The church comprises a chancel, nave, north aisle, north vestry, and a south porch. The chancel’s east end features an angle buttress with stone gables, a moulded plinth, and lower and upper bands which continue below three graduated lancet windows, and over two south wall and one north wall lancets, concluding in a two-centred arched doorway on the south wall. The south wall of the nave has a moulded plinth, two buttresses, and three two-centred arched windows with two cusped lights, with cusped roundels above each. A gabled south porch projects forward with buttresses and a moulded two-centred arched doorway, bearing a stone roundel inscribed “IHS” above. The north aisle is a lean-to structure with three buttresses, and two small, cusped, two-centred arched windows in each bay, with a doorway on the east wall. A gabled north-west vestry has a three-light window with a square head to its north wall, and a segmental-headed doorway to the west wall. A small western vestry has a hipped roof to the north, a buttress to the north-west angle, a single light window to the north, and a door to the west.
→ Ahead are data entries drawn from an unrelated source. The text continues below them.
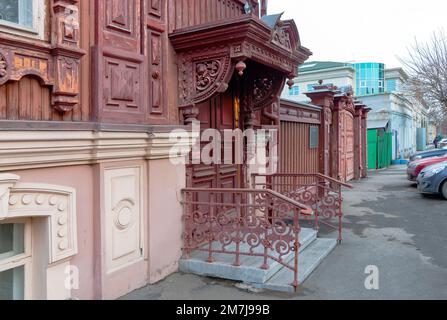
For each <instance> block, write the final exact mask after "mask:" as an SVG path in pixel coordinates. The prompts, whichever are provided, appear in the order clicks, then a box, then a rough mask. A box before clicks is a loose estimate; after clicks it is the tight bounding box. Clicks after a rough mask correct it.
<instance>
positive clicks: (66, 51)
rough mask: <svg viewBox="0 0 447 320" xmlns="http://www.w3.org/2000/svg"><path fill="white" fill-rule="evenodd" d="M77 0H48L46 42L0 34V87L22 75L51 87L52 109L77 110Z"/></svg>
mask: <svg viewBox="0 0 447 320" xmlns="http://www.w3.org/2000/svg"><path fill="white" fill-rule="evenodd" d="M78 2H79V1H78V0H54V1H52V8H51V10H52V16H51V41H50V43H47V42H43V41H37V40H32V39H27V38H24V37H19V36H12V35H6V34H1V35H0V43H1V44H0V85H2V84H4V83H6V82H7V81H19V80H20V79H21V78H22V77H24V76H26V75H33V76H37V77H38V78H40V80H41V81H42V84H43V85H46V86H52V88H53V90H52V101H51V103H52V106H53V107H54V108H55V109H56V110H58V111H60V112H68V111H71V110H73V108H75V107H77V106H78V105H79V102H80V97H79V90H80V89H79V88H80V86H79V73H80V59H81V57H82V56H84V54H85V52H84V51H83V50H81V49H80V47H79V41H80V33H79V8H78Z"/></svg>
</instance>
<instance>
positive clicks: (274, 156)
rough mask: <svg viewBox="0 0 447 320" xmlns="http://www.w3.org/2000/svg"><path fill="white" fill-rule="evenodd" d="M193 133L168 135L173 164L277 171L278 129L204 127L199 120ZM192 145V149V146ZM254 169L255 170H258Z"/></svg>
mask: <svg viewBox="0 0 447 320" xmlns="http://www.w3.org/2000/svg"><path fill="white" fill-rule="evenodd" d="M191 129H192V130H191V131H190V132H188V131H186V130H183V129H177V130H173V131H172V132H171V133H170V134H169V141H170V142H171V143H173V147H172V148H171V150H170V159H171V162H172V163H173V164H204V165H220V164H225V165H230V164H235V165H242V164H245V165H250V166H252V167H253V170H254V171H257V173H261V174H264V173H268V174H274V173H276V171H277V167H278V130H276V129H268V130H267V129H259V130H253V129H247V130H244V131H242V130H241V129H235V130H231V129H228V130H216V129H206V130H203V131H202V130H201V128H200V123H199V122H198V121H196V122H194V123H193V124H192V128H191ZM191 144H192V148H191V147H189V146H190V145H191ZM254 171H252V172H253V173H255V172H254Z"/></svg>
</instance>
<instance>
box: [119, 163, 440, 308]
mask: <svg viewBox="0 0 447 320" xmlns="http://www.w3.org/2000/svg"><path fill="white" fill-rule="evenodd" d="M405 168H406V167H405V166H393V167H391V168H390V169H387V170H384V171H379V172H372V173H370V174H371V176H370V178H368V179H366V180H364V181H362V182H359V183H354V186H355V189H354V190H351V191H347V192H345V194H344V195H345V196H344V197H345V233H344V241H343V243H342V244H341V245H340V246H338V247H337V248H336V249H335V251H334V252H333V253H332V254H331V255H329V257H327V258H326V260H325V261H324V262H323V264H322V265H321V266H320V267H319V268H318V269H317V270H316V271H315V272H314V273H313V274H312V275H311V276H310V278H309V279H308V280H307V281H306V282H305V283H304V284H303V285H302V286H301V289H300V292H299V293H297V294H295V295H288V294H282V293H274V292H256V293H255V292H249V291H248V290H247V289H239V288H237V287H236V286H235V285H236V284H235V283H234V282H230V281H222V280H219V279H210V278H201V277H197V276H193V275H187V274H179V273H177V274H174V275H172V276H170V277H169V278H168V279H166V280H164V281H162V282H160V283H158V284H155V285H153V286H148V287H146V288H143V289H140V290H137V291H135V292H133V293H131V294H129V295H127V296H126V297H123V299H184V300H193V299H213V300H215V299H221V300H226V299H237V300H244V299H447V252H446V249H445V248H447V233H446V232H445V230H447V202H446V201H444V200H442V199H441V198H439V197H423V196H421V195H419V194H418V193H417V191H416V190H415V188H414V187H412V186H411V184H410V183H409V182H408V181H407V180H406V178H405ZM369 265H375V266H377V267H378V269H379V272H380V274H379V286H380V289H379V290H367V289H365V286H364V282H365V279H366V277H367V275H366V274H365V273H364V272H365V268H366V267H367V266H369Z"/></svg>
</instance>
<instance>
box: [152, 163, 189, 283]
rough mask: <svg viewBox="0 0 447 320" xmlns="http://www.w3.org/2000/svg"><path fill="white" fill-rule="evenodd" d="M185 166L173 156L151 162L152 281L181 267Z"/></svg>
mask: <svg viewBox="0 0 447 320" xmlns="http://www.w3.org/2000/svg"><path fill="white" fill-rule="evenodd" d="M185 177H186V172H185V166H182V165H173V164H171V162H170V161H169V160H152V161H150V162H149V213H150V214H149V273H150V274H149V281H150V283H154V282H157V281H159V280H161V279H163V278H164V277H166V276H167V275H169V274H170V273H172V272H175V271H177V270H178V261H179V259H180V256H181V247H182V206H181V204H180V201H181V192H180V190H181V189H182V188H184V187H185V185H186V178H185Z"/></svg>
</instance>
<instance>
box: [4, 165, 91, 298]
mask: <svg viewBox="0 0 447 320" xmlns="http://www.w3.org/2000/svg"><path fill="white" fill-rule="evenodd" d="M12 173H14V174H16V175H19V176H20V182H25V183H27V182H29V183H46V184H53V185H62V186H67V187H71V188H75V189H76V195H77V201H76V206H77V230H78V252H79V253H78V254H77V255H76V256H74V257H73V258H72V260H71V264H72V265H75V266H77V267H78V268H79V271H80V274H79V290H73V296H75V297H78V298H80V299H93V298H94V290H93V284H94V276H93V265H94V255H93V214H94V211H93V204H94V196H93V194H94V193H93V166H87V165H84V166H73V167H60V168H47V169H33V170H21V171H14V172H12Z"/></svg>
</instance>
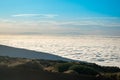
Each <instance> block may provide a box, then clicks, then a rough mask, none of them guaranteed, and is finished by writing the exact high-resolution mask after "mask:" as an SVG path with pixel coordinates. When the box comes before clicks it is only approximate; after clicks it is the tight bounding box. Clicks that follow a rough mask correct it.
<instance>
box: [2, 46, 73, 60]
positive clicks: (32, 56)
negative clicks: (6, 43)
mask: <svg viewBox="0 0 120 80" xmlns="http://www.w3.org/2000/svg"><path fill="white" fill-rule="evenodd" d="M0 56H10V57H21V58H31V59H47V60H63V61H72V60H71V59H67V58H63V57H60V56H57V55H53V54H49V53H44V52H37V51H32V50H26V49H20V48H14V47H9V46H5V45H0Z"/></svg>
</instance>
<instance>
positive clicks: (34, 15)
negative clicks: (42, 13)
mask: <svg viewBox="0 0 120 80" xmlns="http://www.w3.org/2000/svg"><path fill="white" fill-rule="evenodd" d="M57 16H58V15H56V14H15V15H12V17H43V18H54V17H57Z"/></svg>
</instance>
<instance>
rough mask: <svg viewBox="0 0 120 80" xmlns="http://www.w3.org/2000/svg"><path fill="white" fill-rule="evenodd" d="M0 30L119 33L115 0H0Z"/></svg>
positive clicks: (119, 12)
mask: <svg viewBox="0 0 120 80" xmlns="http://www.w3.org/2000/svg"><path fill="white" fill-rule="evenodd" d="M0 7H1V8H0V34H2V35H4V34H12V35H13V34H15V35H16V34H22V35H24V34H25V35H32V34H34V35H35V34H37V35H38V34H42V35H44V34H45V35H46V34H49V35H50V34H51V35H55V34H63V35H64V34H69V35H115V36H119V35H120V10H119V7H120V1H119V0H104V1H101V0H69V1H68V0H34V1H33V0H7V1H5V0H0Z"/></svg>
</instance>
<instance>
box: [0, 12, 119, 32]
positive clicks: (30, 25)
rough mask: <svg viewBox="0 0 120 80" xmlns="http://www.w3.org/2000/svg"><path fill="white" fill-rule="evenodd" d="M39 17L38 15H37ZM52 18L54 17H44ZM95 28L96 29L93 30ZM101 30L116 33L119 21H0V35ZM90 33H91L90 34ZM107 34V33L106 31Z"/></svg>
mask: <svg viewBox="0 0 120 80" xmlns="http://www.w3.org/2000/svg"><path fill="white" fill-rule="evenodd" d="M39 15H40V14H39ZM39 15H38V14H21V15H20V14H19V15H14V16H15V17H22V16H23V17H24V16H39ZM42 16H43V15H42ZM44 16H46V17H49V18H50V17H51V18H52V17H53V16H55V15H44ZM94 27H96V28H94ZM100 28H102V30H104V28H107V29H112V28H113V29H114V31H112V30H111V32H115V31H117V32H115V33H118V32H119V29H120V20H118V19H115V18H114V19H112V18H111V19H110V18H109V19H108V20H106V19H104V18H103V19H97V20H96V19H85V20H84V19H81V20H76V21H69V20H67V21H57V20H56V21H55V20H47V19H46V20H23V19H22V20H16V19H0V33H8V34H9V33H14V34H19V33H43V34H44V33H45V34H49V33H54V34H55V33H85V34H90V33H94V34H97V33H101V32H104V33H105V31H102V30H99V29H100ZM115 28H117V29H116V30H115ZM90 31H91V32H90ZM107 32H109V31H107Z"/></svg>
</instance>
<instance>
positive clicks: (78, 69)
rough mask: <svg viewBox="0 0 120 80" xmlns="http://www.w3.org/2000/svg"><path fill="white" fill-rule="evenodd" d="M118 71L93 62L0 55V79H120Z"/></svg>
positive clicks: (36, 79)
mask: <svg viewBox="0 0 120 80" xmlns="http://www.w3.org/2000/svg"><path fill="white" fill-rule="evenodd" d="M119 72H120V69H119V68H117V67H103V66H98V65H96V64H94V63H84V62H64V61H55V60H43V59H26V58H12V57H6V56H4V57H3V56H0V80H120V73H119Z"/></svg>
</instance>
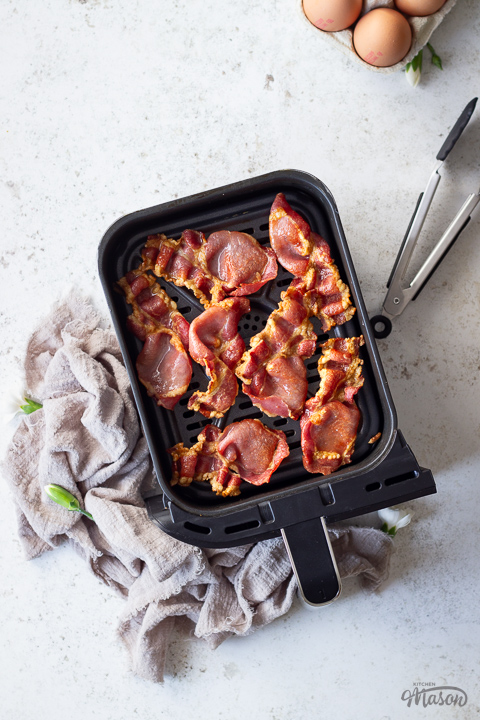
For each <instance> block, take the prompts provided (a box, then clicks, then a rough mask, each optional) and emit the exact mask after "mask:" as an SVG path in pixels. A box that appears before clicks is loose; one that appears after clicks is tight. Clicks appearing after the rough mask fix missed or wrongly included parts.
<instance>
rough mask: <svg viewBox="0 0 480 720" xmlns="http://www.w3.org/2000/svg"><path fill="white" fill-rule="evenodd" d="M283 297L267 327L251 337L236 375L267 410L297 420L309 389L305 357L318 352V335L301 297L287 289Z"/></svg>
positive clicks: (255, 401)
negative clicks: (258, 332) (242, 381)
mask: <svg viewBox="0 0 480 720" xmlns="http://www.w3.org/2000/svg"><path fill="white" fill-rule="evenodd" d="M282 298H283V299H282V301H281V302H280V303H279V306H278V309H277V310H274V311H273V312H272V314H271V315H270V317H269V318H268V321H267V324H266V326H265V327H264V329H263V330H261V331H260V332H259V333H257V335H255V336H254V337H253V338H251V340H250V349H249V350H247V351H246V352H245V353H244V355H243V357H242V360H241V362H240V365H239V366H238V368H237V371H236V374H237V377H239V378H240V379H241V380H242V381H243V386H242V390H243V392H244V393H245V394H246V395H248V397H249V398H250V399H251V401H252V403H253V404H254V405H256V406H257V407H259V408H260V409H261V410H263V412H264V413H266V414H267V415H270V416H274V415H280V416H281V417H291V418H294V419H297V418H298V417H299V416H300V414H301V412H302V410H303V406H304V403H305V400H306V397H307V390H308V383H307V372H306V369H305V364H304V362H303V360H304V359H305V358H309V357H311V356H312V355H313V353H314V352H315V346H316V342H317V336H316V334H315V332H314V331H313V327H312V324H311V322H310V320H309V319H308V314H307V311H306V309H305V307H304V305H303V302H302V298H301V296H299V295H298V294H296V292H290V293H289V291H287V292H285V293H282Z"/></svg>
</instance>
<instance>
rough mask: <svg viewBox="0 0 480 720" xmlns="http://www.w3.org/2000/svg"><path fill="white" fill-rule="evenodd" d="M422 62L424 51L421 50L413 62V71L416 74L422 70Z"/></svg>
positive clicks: (412, 67) (422, 59)
mask: <svg viewBox="0 0 480 720" xmlns="http://www.w3.org/2000/svg"><path fill="white" fill-rule="evenodd" d="M422 60H423V50H420V52H419V53H418V54H417V55H415V57H414V58H413V60H412V70H413V71H414V72H416V71H417V70H420V71H421V70H422Z"/></svg>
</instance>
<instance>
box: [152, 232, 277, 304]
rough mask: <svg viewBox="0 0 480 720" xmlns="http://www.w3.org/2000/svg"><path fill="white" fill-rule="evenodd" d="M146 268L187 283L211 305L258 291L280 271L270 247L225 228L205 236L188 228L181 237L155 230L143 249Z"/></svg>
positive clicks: (190, 287) (193, 289)
mask: <svg viewBox="0 0 480 720" xmlns="http://www.w3.org/2000/svg"><path fill="white" fill-rule="evenodd" d="M142 257H143V266H142V269H143V270H152V271H153V272H154V273H155V275H157V276H158V277H163V278H165V279H166V280H169V281H170V282H173V283H175V284H176V285H179V286H182V287H187V288H188V289H189V290H191V291H192V292H193V293H194V295H195V296H196V297H197V298H198V299H199V300H200V302H201V303H202V304H203V305H205V306H206V307H208V306H209V305H210V304H211V303H218V302H220V301H222V300H224V299H225V298H226V297H228V296H239V295H248V294H250V293H253V292H257V290H259V289H260V288H261V287H262V286H263V285H265V283H266V282H268V281H269V280H272V279H273V278H274V277H276V275H277V261H276V257H275V253H274V252H273V251H272V250H271V248H262V246H261V245H260V244H259V243H258V242H257V241H256V240H255V238H254V237H252V236H251V235H248V234H247V233H241V232H230V231H228V230H221V231H218V232H215V233H212V234H211V235H210V236H209V237H208V238H207V239H205V235H204V234H203V233H202V232H198V231H197V230H185V231H184V232H183V233H182V236H181V238H180V239H179V240H173V239H172V238H167V237H166V235H151V236H150V237H148V239H147V243H146V245H145V247H144V249H143V251H142Z"/></svg>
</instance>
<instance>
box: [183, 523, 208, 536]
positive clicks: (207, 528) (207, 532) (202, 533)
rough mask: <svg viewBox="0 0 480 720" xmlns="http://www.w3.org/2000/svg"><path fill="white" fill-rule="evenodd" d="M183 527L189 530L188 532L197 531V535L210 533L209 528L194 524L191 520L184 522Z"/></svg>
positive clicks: (196, 532)
mask: <svg viewBox="0 0 480 720" xmlns="http://www.w3.org/2000/svg"><path fill="white" fill-rule="evenodd" d="M183 527H184V528H185V530H190V532H195V533H198V535H210V533H211V532H212V529H211V528H207V527H205V526H204V525H195V523H191V522H188V520H187V522H184V523H183Z"/></svg>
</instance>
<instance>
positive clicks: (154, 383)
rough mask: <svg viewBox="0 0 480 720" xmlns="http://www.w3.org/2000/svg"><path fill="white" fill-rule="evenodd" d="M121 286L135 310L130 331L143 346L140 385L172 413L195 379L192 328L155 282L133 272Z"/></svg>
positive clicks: (138, 370)
mask: <svg viewBox="0 0 480 720" xmlns="http://www.w3.org/2000/svg"><path fill="white" fill-rule="evenodd" d="M119 285H120V287H121V288H122V289H123V291H124V293H125V297H126V299H127V302H128V303H129V304H130V305H131V306H132V310H133V313H132V314H131V315H130V316H129V318H128V320H127V325H128V328H129V330H131V332H133V333H134V334H135V335H136V336H137V337H138V338H139V340H141V341H142V342H143V343H144V345H143V348H142V350H141V352H140V354H139V356H138V358H137V372H138V377H139V379H140V382H141V383H142V384H143V385H144V386H145V387H146V389H147V392H148V394H149V395H150V396H151V397H154V398H155V400H156V401H157V405H161V406H162V407H165V408H167V409H168V410H172V409H173V408H174V407H175V405H176V404H177V402H178V401H179V400H180V398H181V397H182V395H184V393H185V392H186V391H187V388H188V385H189V384H190V380H191V378H192V363H191V361H190V358H189V357H188V354H187V352H186V348H188V332H189V324H188V322H187V321H186V320H185V318H184V317H183V315H181V314H180V313H179V312H178V310H177V306H176V304H175V303H174V302H173V300H172V299H171V298H169V297H168V295H167V293H166V292H165V291H164V290H163V289H162V288H161V287H160V286H159V285H158V283H157V282H156V281H155V278H152V277H150V276H148V275H146V274H145V273H140V272H130V273H128V274H127V275H126V276H125V277H124V278H122V279H121V280H119Z"/></svg>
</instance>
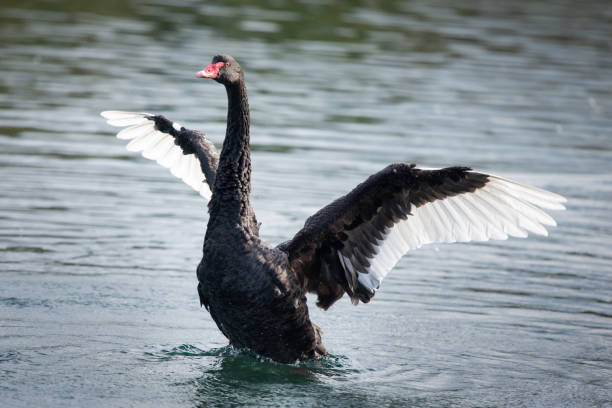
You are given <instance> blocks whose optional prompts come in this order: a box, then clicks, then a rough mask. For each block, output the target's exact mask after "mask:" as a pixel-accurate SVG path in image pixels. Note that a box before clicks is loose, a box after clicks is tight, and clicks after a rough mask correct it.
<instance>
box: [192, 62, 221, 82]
mask: <svg viewBox="0 0 612 408" xmlns="http://www.w3.org/2000/svg"><path fill="white" fill-rule="evenodd" d="M224 65H225V62H217V63H216V64H210V65H209V66H207V67H206V68H205V69H204V70H202V71H199V72H196V77H198V78H213V79H214V78H216V77H217V76H218V75H219V68H221V67H222V66H224Z"/></svg>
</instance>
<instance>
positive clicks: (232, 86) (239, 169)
mask: <svg viewBox="0 0 612 408" xmlns="http://www.w3.org/2000/svg"><path fill="white" fill-rule="evenodd" d="M226 91H227V99H228V110H227V129H226V131H225V140H224V141H223V148H222V150H221V156H220V158H219V168H218V171H217V177H216V179H215V185H214V190H213V197H212V200H211V203H210V204H211V206H210V213H211V222H212V221H214V220H215V218H218V220H217V221H223V220H225V221H229V222H230V223H232V224H233V225H238V226H239V227H240V228H243V229H244V230H245V232H247V233H250V234H254V235H257V234H258V228H257V220H256V219H255V214H254V212H253V209H252V208H251V204H250V195H251V152H250V146H249V126H250V116H249V115H250V113H249V102H248V98H247V91H246V85H245V83H244V80H242V79H241V81H239V83H237V84H230V85H226ZM221 214H223V216H222V217H219V216H220V215H221ZM209 225H210V224H209Z"/></svg>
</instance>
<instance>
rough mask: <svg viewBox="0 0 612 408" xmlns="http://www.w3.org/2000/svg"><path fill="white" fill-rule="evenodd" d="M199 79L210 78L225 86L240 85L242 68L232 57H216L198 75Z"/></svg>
mask: <svg viewBox="0 0 612 408" xmlns="http://www.w3.org/2000/svg"><path fill="white" fill-rule="evenodd" d="M196 76H197V77H198V78H210V79H214V80H215V81H217V82H219V83H222V84H224V85H230V84H233V83H238V82H240V80H241V79H242V68H240V65H239V64H238V62H236V60H235V59H234V58H233V57H231V56H230V55H215V56H214V57H213V59H212V62H211V63H210V64H209V65H208V66H207V67H206V68H204V69H203V70H202V71H199V72H198V73H196Z"/></svg>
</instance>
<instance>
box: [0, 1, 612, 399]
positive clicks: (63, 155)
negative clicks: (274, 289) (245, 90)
mask: <svg viewBox="0 0 612 408" xmlns="http://www.w3.org/2000/svg"><path fill="white" fill-rule="evenodd" d="M107 3H108V4H107ZM165 3H167V4H165ZM283 3H284V2H283V1H282V0H279V1H272V0H270V1H262V2H254V1H247V2H240V4H239V2H236V1H214V2H205V3H203V2H196V1H175V2H162V1H156V0H151V1H142V2H141V1H132V2H79V1H68V0H65V1H58V2H47V1H28V2H23V1H14V0H4V1H3V2H2V6H1V7H0V52H1V55H2V56H1V57H0V172H1V173H0V176H1V177H0V400H1V401H2V403H1V405H2V406H3V407H30V406H52V407H66V406H68V407H72V406H74V407H82V406H90V407H108V406H121V407H128V406H134V407H136V406H156V407H190V406H201V407H209V406H271V407H277V406H288V407H289V406H290V407H295V406H304V407H308V406H317V407H332V406H337V407H348V406H354V407H362V406H376V407H383V406H393V407H396V406H414V407H439V406H449V407H484V406H487V407H494V406H512V407H519V406H537V407H604V406H608V407H610V406H612V204H611V202H612V91H611V90H612V41H611V40H610V39H611V38H612V8H611V7H609V3H608V2H607V1H585V2H580V3H575V2H569V1H566V2H564V1H560V2H531V1H518V2H511V3H508V4H507V5H500V4H495V5H493V4H494V3H489V2H478V1H467V2H460V3H457V2H451V1H443V0H440V1H434V2H429V1H416V2H400V1H395V2H394V1H381V2H366V1H356V2H348V1H341V2H337V3H333V4H331V3H330V2H327V1H317V2H306V1H303V2H287V3H291V4H283ZM24 4H25V5H24ZM170 4H171V5H170ZM459 4H460V5H459ZM219 52H224V53H229V54H232V55H233V56H235V57H236V58H237V59H238V60H239V61H240V63H241V65H242V66H243V68H244V70H245V72H246V79H247V86H248V90H249V97H250V104H251V108H252V121H253V126H252V132H251V135H252V149H253V183H254V186H253V193H254V197H253V204H254V208H255V210H256V212H257V215H258V219H259V221H261V222H262V223H263V225H262V228H261V232H262V235H263V237H264V238H265V239H267V240H269V241H271V242H273V243H279V242H282V241H284V240H286V239H289V238H291V237H292V236H293V234H294V233H295V232H296V231H297V230H298V229H299V228H301V226H302V225H303V222H304V220H305V219H306V218H307V217H308V216H309V215H311V214H312V213H313V212H314V211H316V210H317V209H318V208H320V207H322V206H324V205H326V204H327V203H329V202H330V201H331V200H332V199H334V198H336V197H338V196H339V195H341V194H344V193H346V192H347V191H349V190H350V189H352V188H353V187H354V186H356V185H357V184H358V183H359V182H361V181H362V180H364V179H365V178H366V177H367V176H368V175H370V174H372V173H374V172H376V171H378V170H380V169H381V168H383V167H384V166H385V165H386V164H387V163H389V162H392V161H408V162H415V163H418V164H419V165H421V166H424V167H440V166H447V165H469V166H472V167H474V168H476V169H478V170H481V171H485V172H492V173H495V174H500V175H503V176H509V177H513V178H515V179H517V180H519V181H522V182H525V183H528V184H531V185H536V186H539V187H542V188H546V189H549V190H551V191H555V192H557V193H560V194H563V195H565V196H566V197H567V198H568V200H569V202H568V210H567V211H565V212H555V213H553V214H552V215H553V216H554V217H555V219H556V220H557V221H558V224H559V226H558V227H557V228H553V229H552V230H550V236H549V237H546V238H544V237H529V238H528V239H522V240H521V239H511V240H509V241H501V242H500V241H497V242H490V243H479V244H453V245H438V246H429V247H425V248H422V249H421V250H418V251H414V252H412V253H409V254H408V255H407V256H405V257H404V258H403V259H402V260H401V261H400V263H399V264H398V266H397V267H396V268H395V270H394V271H392V273H391V274H390V275H389V277H388V278H387V279H386V280H385V282H384V283H383V286H382V288H381V290H380V291H379V292H378V294H377V295H376V297H375V299H374V300H373V302H372V303H371V304H368V305H359V306H358V307H353V306H352V305H351V304H350V302H349V301H348V300H347V298H344V299H341V300H340V301H339V302H338V303H337V304H336V305H335V306H334V307H333V308H332V309H331V310H329V311H328V312H323V311H321V310H318V309H317V308H316V307H315V306H314V299H313V298H311V299H310V304H311V309H310V310H311V316H312V319H313V321H315V322H316V323H317V324H318V325H320V326H321V327H322V328H323V330H324V331H325V335H324V341H325V344H326V346H327V349H328V350H329V351H330V353H331V355H330V356H329V357H327V358H324V359H321V360H318V361H311V362H306V363H300V364H296V365H282V364H276V363H272V362H269V361H265V360H262V359H260V358H257V357H256V356H252V355H249V354H245V353H239V352H237V351H235V350H232V349H230V348H229V347H227V341H226V339H225V338H224V337H223V336H222V335H221V333H220V332H219V330H218V329H217V328H216V326H215V324H214V322H213V321H212V319H211V318H210V316H209V314H208V313H207V312H206V311H205V310H204V309H201V308H200V306H199V302H198V297H197V293H196V284H197V281H196V276H195V268H196V265H197V263H198V262H199V259H200V257H201V246H202V240H203V236H204V231H205V226H206V222H207V214H206V207H205V205H206V203H205V202H204V201H203V199H202V198H201V197H200V196H198V195H197V194H196V193H195V192H193V191H192V190H191V189H190V188H189V187H188V186H187V185H185V184H183V183H182V182H181V181H180V180H178V179H176V178H174V177H173V176H172V175H170V173H169V172H168V171H167V170H166V169H164V168H162V167H160V166H158V165H157V164H155V163H153V162H150V161H148V160H146V159H143V158H142V157H140V156H139V155H137V154H133V153H130V152H127V151H126V150H125V146H124V145H125V143H124V142H123V141H120V140H117V139H115V138H114V133H115V131H116V129H114V128H111V127H110V126H108V125H106V124H105V122H104V120H103V119H102V118H100V117H99V112H100V111H102V110H107V109H117V110H136V111H148V112H155V113H163V114H165V115H167V116H168V117H169V118H171V119H173V120H176V121H178V122H180V123H181V124H183V125H185V126H186V127H190V128H195V129H201V130H203V131H205V132H206V133H207V134H208V136H209V138H210V139H211V140H213V141H214V142H215V143H217V144H220V143H221V142H222V137H223V135H224V129H225V112H226V100H225V93H224V90H223V87H222V86H220V85H218V84H216V83H214V82H212V81H204V80H198V79H196V78H195V77H194V74H195V72H196V71H198V70H200V69H202V68H203V67H204V66H206V65H207V64H208V63H209V62H210V59H211V57H212V55H214V54H216V53H219Z"/></svg>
The crenellated west tower consists of three stages, with a raised and crenellated semi-octagonal stair turret to the south-east. Semi-octagonal buttresses define the other tower angles. A brick moulded plinth runs around the base. The west window is of moulded brick with four pointed lights, vertical tracery above, a two-centred head, and a label. The western doorway is also of moulded and chamfered brick, with a two-centred head and jambs of three orders, surmounted by a label. Small, chamfered louvres with segmental pointed heads are set into the north and south walls. The bell chamber has a cusped two-light louvre with vertical tracery above a two-centred head, and a moulded brick label on each face. A memorial mallet used at the laying of the stone on 4th August 1865 indicates that “The Tower and Original Church date from 1413.”
Internally, the chancel is barrel vaulted and the nave has a roof supported by arched braces on stone corbels. 19th-century stained glass windows are present. Notable features include a carved wood altar, a four-bay north arcade with plastered, chamfered two-centred arches, moulded capitals, and bases to circular columns. There is also a 19th-century octagonal font with a wooden cover, a 19th-century octagonal carved wood pulpit on a stone base, and a two-centred tower arch of four chamfered orders. A monument to Henry Rice (1812), by Hinchliffe of London, depicts a kneeling mourning female figure. The church is graded II* for the fine quality of the tower.